The researchers also evaluated an independent cohort of 103 BRAF-mutant melanoma patients that were treated with anti-PD-1 immunotherapy (pembrolizumab or nivolumab). Of these 103 patients, 84 had V600E BRAF-mutant melanoma, while 19 patients had V600K BRAF-mutant melanoma. Response to immunotherapy based on BRAF genotype was correlated with clinical outcomes.
In the targeted therapy cohort, compared with patients with V600E mutations, those with V600K mutations had less tumor regression and shorter progression-free survival, although these differences were not statistically significant.
In the immunotherapy cohort, patients with V600K mutations had significantly higher progression-free survival compared with patients with V600E mutations (median of 19 and 2.7 months, respectively). While the response rate and overall survival was also higher in patients with V600K mutations compared with patients with V600E mutations, these increases were not statistically significant.
“These findings were likely limited by the small sample size of patients with V600K mutations and relatively short follow-up,” noted Menzies.
Analysis of baseline tumor samples in the targeted therapy cohort showed that patients harboring V600K BRAF mutations had a significantly higher mutational load compared with patients harboring V600E BRAF mutations. Patients harboring V600E mutations had significantly higher expression of ERK pathway genes and significantly lower expression of PI3K-AKT pathway genes compared with patients harboring V600K mutations.
“Patients with V600E mutations have higher activation of the MAPK/ERK signaling cascade, suggesting that their cancers have greater dependence on this pathway for growth and survival,” explained Menzies. “This explains why patients with V600E mutations have a better response to BRAF/MEK inhibitors compared with patients with V600K mutations.”

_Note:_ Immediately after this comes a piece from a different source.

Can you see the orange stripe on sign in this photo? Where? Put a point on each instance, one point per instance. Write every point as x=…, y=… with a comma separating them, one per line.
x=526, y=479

The enhanced response to anti-PD-1 immunotherapy in V600K patients can be explained by the increased mutational burden compared with V600E patients, noted Menzies. “We have shown that V600K BRAF-mutant melanoma patients derive greater benefit from immunotherapy and less from targeted therapy than those with V600E mutations,” said Menzies. “This suggests that V600K patients should be considered for immunotherapy where possible.”
Additionally, because patients with V600K mutations had increased activation of the PI3K growth and survival pathway, these patients may derive benefit from treatment with PI3K inhibitors, noted Menzies.
Limitations of the study include the small number of patients with V600K BRAF-mutant melanoma and the lack of validation of these results in a larger cohort of patients treated with immunotherapy, said Menzies.
This study was supported by a Pfizer Australia grant, a Cancer Council NSW grant, and an Australian National Health and Medical Research Council program grant.
Menzies serves on advisory boards for Bristol-Myers Squibb, Merck Sharp & Dohme, Novartis, Roche, and Pierre Fabre.